Blog · July 7, 2016

July 7: a box of chocolates

Do I favour specific cognitive tools in learning? Do some of us use some cognitive tools to make sense of our world while others of us use a different set?
Today we completed an imaginative self-assessment. We were asked to list which cognitive tools we used easily and which ones were foreign to us. We thought about understandings that we gravitated to and others that we didn’t.

I hadn’t thought about cognitive tools in this way before,at least not as being connected with learning or personality types. Before today, I understood that somatic, mythic, romantic, etc., tools developed along with literacy. Although we would use bits and pieces of them throughout our lives in different learning situations, the use of the tools seemed to depend on the nature of the activity not on the character of the student. Today’s self-assessment looked at cognitive tools not by how/when they would be used but by who would use them; the suitability of each tool to individual learners.

My task was to try to figure out what kind of tool(s) I generally felt most comfortable using. This was hard. It was acknowledged that we are complex by nature and not one cognitive tool would fit us exactly.
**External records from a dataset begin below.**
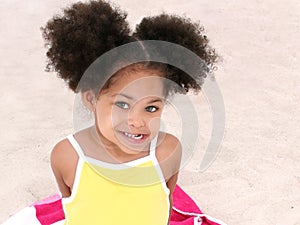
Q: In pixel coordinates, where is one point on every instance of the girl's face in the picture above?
(128, 112)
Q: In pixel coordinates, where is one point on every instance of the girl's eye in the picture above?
(122, 105)
(151, 109)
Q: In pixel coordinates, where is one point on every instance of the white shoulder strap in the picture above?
(153, 146)
(76, 146)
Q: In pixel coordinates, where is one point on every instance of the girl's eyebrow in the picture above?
(131, 98)
(124, 95)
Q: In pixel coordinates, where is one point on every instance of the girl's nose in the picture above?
(136, 120)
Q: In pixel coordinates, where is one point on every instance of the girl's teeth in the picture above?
(136, 137)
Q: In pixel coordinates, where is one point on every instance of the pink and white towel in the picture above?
(49, 211)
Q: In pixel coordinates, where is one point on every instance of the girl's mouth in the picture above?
(134, 138)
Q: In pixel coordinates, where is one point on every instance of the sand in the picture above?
(255, 178)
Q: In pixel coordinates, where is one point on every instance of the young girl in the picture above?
(122, 169)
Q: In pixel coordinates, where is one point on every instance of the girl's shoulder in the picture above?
(168, 153)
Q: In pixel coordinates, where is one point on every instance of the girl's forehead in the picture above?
(138, 85)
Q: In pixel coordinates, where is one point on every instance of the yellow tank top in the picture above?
(133, 193)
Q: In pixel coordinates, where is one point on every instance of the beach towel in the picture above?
(49, 211)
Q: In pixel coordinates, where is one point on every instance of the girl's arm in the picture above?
(169, 156)
(62, 163)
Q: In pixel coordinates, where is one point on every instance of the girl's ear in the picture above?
(89, 100)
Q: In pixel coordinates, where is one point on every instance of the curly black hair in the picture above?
(86, 31)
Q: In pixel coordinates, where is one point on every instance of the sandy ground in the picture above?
(255, 178)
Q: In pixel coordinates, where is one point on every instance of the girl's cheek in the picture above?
(154, 124)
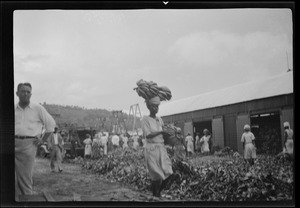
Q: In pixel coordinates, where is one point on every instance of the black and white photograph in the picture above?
(188, 105)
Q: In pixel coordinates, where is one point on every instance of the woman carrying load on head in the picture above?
(157, 160)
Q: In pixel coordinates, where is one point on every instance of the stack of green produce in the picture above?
(230, 179)
(150, 89)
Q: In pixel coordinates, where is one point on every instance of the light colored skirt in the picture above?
(157, 161)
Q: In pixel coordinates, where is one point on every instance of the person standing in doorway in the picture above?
(29, 120)
(88, 146)
(204, 141)
(56, 145)
(103, 142)
(189, 144)
(197, 143)
(248, 141)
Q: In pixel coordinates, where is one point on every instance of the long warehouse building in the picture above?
(264, 104)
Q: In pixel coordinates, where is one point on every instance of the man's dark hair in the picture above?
(26, 84)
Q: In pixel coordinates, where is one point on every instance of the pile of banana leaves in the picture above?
(228, 179)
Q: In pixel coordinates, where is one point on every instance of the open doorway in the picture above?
(199, 127)
(266, 129)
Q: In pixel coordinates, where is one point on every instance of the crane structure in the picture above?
(118, 125)
(134, 110)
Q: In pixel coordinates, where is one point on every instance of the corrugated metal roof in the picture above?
(277, 85)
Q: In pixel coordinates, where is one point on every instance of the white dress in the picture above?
(190, 144)
(249, 150)
(205, 145)
(88, 146)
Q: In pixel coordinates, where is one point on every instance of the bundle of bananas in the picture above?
(150, 89)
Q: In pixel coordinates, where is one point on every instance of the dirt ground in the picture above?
(76, 184)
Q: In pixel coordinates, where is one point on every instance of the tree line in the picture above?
(100, 119)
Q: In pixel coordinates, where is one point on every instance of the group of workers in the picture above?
(104, 142)
(31, 117)
(203, 145)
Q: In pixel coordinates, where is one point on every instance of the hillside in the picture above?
(100, 119)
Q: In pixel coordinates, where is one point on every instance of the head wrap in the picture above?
(246, 127)
(155, 100)
(286, 124)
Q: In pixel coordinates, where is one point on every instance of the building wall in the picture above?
(230, 116)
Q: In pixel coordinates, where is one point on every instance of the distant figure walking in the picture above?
(288, 140)
(189, 140)
(56, 145)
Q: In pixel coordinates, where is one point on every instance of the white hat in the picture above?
(286, 124)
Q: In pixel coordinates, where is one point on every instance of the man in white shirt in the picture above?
(29, 120)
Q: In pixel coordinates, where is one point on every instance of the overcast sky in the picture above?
(93, 58)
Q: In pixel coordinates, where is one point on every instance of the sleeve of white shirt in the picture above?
(47, 120)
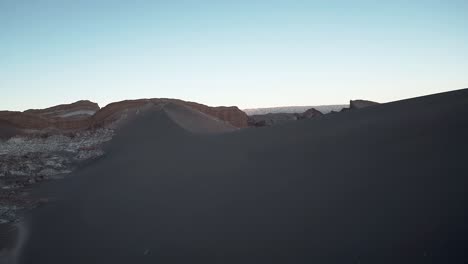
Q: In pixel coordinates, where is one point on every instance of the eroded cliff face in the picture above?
(42, 144)
(83, 115)
(77, 110)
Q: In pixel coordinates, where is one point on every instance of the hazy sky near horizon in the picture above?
(249, 53)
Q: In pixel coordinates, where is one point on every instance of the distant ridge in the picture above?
(325, 109)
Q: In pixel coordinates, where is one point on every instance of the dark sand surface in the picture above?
(384, 184)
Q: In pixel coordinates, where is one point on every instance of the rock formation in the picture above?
(281, 118)
(357, 104)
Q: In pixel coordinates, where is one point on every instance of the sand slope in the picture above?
(384, 184)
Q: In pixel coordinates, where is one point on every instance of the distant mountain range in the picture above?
(325, 109)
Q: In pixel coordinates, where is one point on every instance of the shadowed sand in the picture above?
(384, 184)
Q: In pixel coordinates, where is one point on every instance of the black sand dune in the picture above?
(384, 184)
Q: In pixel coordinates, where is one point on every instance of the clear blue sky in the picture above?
(247, 53)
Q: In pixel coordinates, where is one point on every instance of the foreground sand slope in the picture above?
(384, 184)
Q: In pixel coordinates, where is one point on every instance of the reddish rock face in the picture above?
(77, 110)
(85, 114)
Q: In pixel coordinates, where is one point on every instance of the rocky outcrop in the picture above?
(357, 104)
(76, 110)
(281, 118)
(118, 111)
(83, 115)
(310, 113)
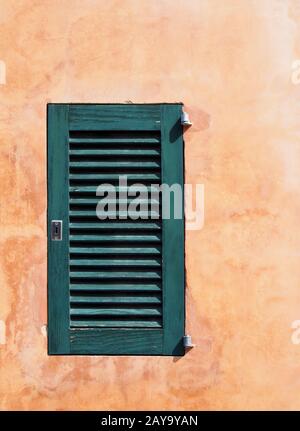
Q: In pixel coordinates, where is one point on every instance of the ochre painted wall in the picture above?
(230, 62)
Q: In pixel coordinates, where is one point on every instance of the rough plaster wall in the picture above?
(230, 62)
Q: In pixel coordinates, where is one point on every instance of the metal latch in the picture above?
(56, 230)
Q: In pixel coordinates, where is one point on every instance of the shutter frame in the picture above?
(107, 341)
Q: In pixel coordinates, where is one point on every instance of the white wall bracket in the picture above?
(185, 119)
(187, 342)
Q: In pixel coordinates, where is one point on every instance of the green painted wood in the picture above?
(115, 226)
(115, 312)
(115, 262)
(58, 277)
(103, 177)
(92, 189)
(94, 201)
(102, 275)
(114, 117)
(120, 287)
(114, 152)
(112, 141)
(126, 214)
(115, 290)
(115, 323)
(114, 165)
(173, 234)
(115, 250)
(115, 238)
(116, 299)
(116, 342)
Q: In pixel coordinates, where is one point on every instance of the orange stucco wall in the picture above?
(230, 62)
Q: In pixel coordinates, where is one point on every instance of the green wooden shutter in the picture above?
(114, 286)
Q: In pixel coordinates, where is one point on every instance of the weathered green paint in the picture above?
(58, 251)
(173, 233)
(90, 336)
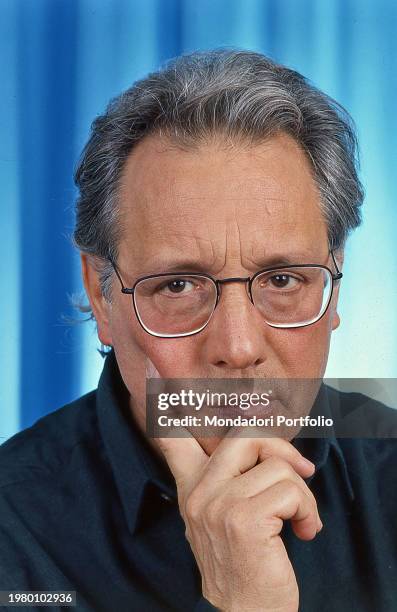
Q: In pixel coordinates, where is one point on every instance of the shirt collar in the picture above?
(135, 466)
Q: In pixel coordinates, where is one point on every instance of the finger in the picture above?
(185, 457)
(286, 500)
(236, 455)
(266, 474)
This made sense. I wandered around our class conversing with people, asking them where they pegged themselves. It quickly became evident that no one felt they could identify with just one tool. I did feel a connection with a group of people who saw themselves as “philosophically mythic”. That is, we try to make sense of our world by looking for general causal chains and networks that show us how things connect (that is the processing characteristic of the philosophic tool). But, we also identified the need to find these connections through metaphor and story (those are characteristics from the mythic tools).

Life-is-like-a-box-of-ChocolatesA few years ago I wouldn’t have thought of myself as a “philosophically mythic” learner, but this revelation has been slowly forming in my mind as I study more and interact with others who I see take on learning in ways different from me.

The last task we were given was to name our group. We chose “Box of Chocolates”. Like a box of chocolates we come with a variety of personalities, flavours and cognitive tools.(I do also enjoy somatic experiences and perhaps am a little romantic at heart).